There are differing opinions about how to make roadways safer. However, there is little debate about the consequences of drunken driving on the nation’s transportation arteries.
A California state lawmaker has a proposal that is intended to reduce the occurrences of driving under the influence. Assemblyman Jerry Hill, D-San Mateo, wants to keep the worst of the worst offenders of the state’s drunken driving law off the road for good.
Existing law takes into account DUI convictions from the past decade when determining license suspensions. Licenses are only revoked for injuring or killing someone.
According to figures from Hill’s office, more than 34,000 people statewide have at least three DUI convictions.

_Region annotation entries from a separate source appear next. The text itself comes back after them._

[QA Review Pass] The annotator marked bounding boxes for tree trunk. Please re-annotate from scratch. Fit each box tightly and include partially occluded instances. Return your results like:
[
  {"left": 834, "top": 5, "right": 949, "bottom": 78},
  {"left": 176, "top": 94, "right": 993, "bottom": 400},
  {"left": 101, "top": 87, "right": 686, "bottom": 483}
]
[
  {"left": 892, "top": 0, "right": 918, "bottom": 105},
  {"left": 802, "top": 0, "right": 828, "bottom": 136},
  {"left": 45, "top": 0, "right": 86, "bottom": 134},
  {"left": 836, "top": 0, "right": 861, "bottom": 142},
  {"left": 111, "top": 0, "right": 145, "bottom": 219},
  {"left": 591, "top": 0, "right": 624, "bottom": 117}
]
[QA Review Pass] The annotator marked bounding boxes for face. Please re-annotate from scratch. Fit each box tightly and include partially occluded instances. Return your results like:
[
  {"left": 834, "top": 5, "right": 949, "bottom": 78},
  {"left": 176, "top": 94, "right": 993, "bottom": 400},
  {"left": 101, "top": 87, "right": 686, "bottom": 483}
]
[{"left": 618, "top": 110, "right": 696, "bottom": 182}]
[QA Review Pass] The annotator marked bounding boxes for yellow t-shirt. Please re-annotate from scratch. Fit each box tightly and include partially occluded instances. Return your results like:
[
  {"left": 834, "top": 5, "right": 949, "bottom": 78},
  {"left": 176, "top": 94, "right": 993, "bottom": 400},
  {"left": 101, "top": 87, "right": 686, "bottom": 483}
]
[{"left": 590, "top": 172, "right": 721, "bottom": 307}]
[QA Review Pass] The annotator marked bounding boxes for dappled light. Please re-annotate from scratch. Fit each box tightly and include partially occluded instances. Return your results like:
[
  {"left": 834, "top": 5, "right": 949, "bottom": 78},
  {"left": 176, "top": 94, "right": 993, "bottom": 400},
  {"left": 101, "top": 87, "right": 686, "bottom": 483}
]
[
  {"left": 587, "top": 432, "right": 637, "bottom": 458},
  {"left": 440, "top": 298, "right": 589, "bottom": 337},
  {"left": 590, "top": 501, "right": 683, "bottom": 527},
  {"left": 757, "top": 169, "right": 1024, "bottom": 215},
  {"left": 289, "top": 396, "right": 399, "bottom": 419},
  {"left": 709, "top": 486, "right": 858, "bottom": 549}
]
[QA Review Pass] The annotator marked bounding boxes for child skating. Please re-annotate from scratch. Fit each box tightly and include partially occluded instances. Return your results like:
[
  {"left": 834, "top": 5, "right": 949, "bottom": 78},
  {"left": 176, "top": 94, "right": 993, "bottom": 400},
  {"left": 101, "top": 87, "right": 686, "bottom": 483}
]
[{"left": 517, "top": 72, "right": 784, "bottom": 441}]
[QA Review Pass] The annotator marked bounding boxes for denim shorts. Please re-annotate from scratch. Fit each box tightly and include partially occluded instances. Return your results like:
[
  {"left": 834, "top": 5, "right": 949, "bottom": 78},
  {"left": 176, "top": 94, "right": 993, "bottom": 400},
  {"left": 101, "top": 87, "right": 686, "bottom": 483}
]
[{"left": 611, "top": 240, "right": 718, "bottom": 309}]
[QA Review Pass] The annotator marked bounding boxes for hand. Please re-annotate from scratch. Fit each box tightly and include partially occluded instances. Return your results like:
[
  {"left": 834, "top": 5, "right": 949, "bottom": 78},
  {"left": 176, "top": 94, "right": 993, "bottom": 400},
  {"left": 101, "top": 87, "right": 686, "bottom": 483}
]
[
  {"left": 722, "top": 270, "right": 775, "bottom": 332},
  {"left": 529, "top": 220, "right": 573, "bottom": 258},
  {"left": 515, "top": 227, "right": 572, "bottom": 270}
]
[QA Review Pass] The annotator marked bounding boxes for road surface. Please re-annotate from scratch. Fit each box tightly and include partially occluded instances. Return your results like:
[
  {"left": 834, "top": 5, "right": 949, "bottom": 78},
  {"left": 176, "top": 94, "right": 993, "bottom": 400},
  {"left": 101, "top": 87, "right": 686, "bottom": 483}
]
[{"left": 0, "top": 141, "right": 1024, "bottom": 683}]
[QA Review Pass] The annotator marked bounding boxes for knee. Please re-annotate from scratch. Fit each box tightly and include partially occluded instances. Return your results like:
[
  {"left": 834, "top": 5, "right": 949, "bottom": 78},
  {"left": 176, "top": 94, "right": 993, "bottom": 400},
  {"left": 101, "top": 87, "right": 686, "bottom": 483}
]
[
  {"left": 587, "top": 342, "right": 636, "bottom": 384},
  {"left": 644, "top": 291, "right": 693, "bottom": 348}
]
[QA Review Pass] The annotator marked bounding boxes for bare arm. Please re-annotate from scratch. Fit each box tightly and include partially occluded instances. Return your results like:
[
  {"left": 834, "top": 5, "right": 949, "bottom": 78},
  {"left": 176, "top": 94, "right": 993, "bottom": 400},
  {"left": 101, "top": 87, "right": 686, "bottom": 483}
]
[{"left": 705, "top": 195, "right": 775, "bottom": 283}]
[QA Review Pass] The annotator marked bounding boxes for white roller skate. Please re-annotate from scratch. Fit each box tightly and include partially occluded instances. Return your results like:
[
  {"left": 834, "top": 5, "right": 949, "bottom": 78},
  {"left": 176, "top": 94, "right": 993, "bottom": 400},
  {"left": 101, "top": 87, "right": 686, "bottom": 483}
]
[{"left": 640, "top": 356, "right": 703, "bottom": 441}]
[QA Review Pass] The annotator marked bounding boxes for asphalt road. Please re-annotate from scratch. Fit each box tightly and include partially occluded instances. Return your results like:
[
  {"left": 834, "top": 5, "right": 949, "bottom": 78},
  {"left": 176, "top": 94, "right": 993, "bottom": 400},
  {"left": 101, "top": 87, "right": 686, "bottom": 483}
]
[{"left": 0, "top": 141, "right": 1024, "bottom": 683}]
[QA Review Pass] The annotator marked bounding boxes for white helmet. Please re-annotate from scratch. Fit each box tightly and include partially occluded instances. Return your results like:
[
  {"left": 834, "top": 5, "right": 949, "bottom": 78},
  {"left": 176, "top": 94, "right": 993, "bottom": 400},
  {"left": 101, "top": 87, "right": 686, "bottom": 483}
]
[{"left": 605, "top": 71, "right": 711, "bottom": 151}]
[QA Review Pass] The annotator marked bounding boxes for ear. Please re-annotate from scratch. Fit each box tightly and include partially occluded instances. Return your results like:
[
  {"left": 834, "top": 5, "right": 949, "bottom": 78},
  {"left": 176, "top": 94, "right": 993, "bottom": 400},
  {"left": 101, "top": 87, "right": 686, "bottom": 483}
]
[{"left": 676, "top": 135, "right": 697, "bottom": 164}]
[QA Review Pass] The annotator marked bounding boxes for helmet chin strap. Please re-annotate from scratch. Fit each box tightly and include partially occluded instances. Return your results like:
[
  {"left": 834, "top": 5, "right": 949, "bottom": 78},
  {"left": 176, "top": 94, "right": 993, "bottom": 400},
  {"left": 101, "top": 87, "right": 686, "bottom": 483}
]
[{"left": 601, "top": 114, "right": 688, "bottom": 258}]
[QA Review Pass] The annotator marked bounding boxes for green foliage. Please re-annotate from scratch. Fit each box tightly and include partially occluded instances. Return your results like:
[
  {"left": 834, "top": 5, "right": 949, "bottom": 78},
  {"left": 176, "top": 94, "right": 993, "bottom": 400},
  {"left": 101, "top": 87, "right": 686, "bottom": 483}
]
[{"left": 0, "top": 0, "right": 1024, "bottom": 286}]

Hill wants to implement a three-strikes rule. It would give judges the discretion to revoke someone’s license permanently after a third DUI conviction. He also wants to remove a provision from California law that allows convictions to be erased from offenders driving records after 10 years.

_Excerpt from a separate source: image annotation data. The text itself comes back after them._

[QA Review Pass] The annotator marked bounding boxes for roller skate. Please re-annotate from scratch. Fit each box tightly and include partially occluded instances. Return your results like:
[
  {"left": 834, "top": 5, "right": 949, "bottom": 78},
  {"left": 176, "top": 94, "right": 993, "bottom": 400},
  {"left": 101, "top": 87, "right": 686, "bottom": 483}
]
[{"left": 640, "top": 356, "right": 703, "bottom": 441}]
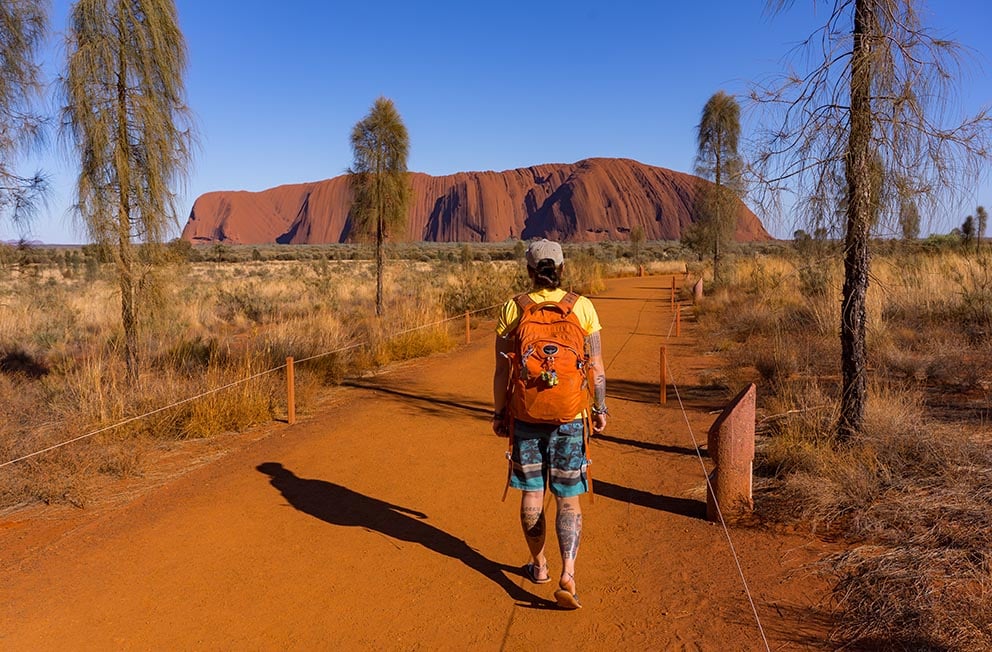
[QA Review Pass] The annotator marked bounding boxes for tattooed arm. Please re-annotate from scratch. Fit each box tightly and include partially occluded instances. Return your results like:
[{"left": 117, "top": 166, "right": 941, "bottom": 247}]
[{"left": 586, "top": 331, "right": 606, "bottom": 434}]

Hill cites two individuals with nine DUIs each. Because their convictions were spread out more than 10 years they were allowed to regain their licenses. For one of the men who got his eighth DUI, it was treated as his third. That driver got his license back and was arrested shortly thereafter for driving drunk.
“Lawmakers need to protect innocent bystanders from individuals with multiple DUI convictions who are likely to re-offend,” Hill said in a statement.
Critics of the bill say it would result in more unlicensed drivers and uninsured wrecks.
Hill’s effort can be considered during the regular session that opened Monday, Jan. 4.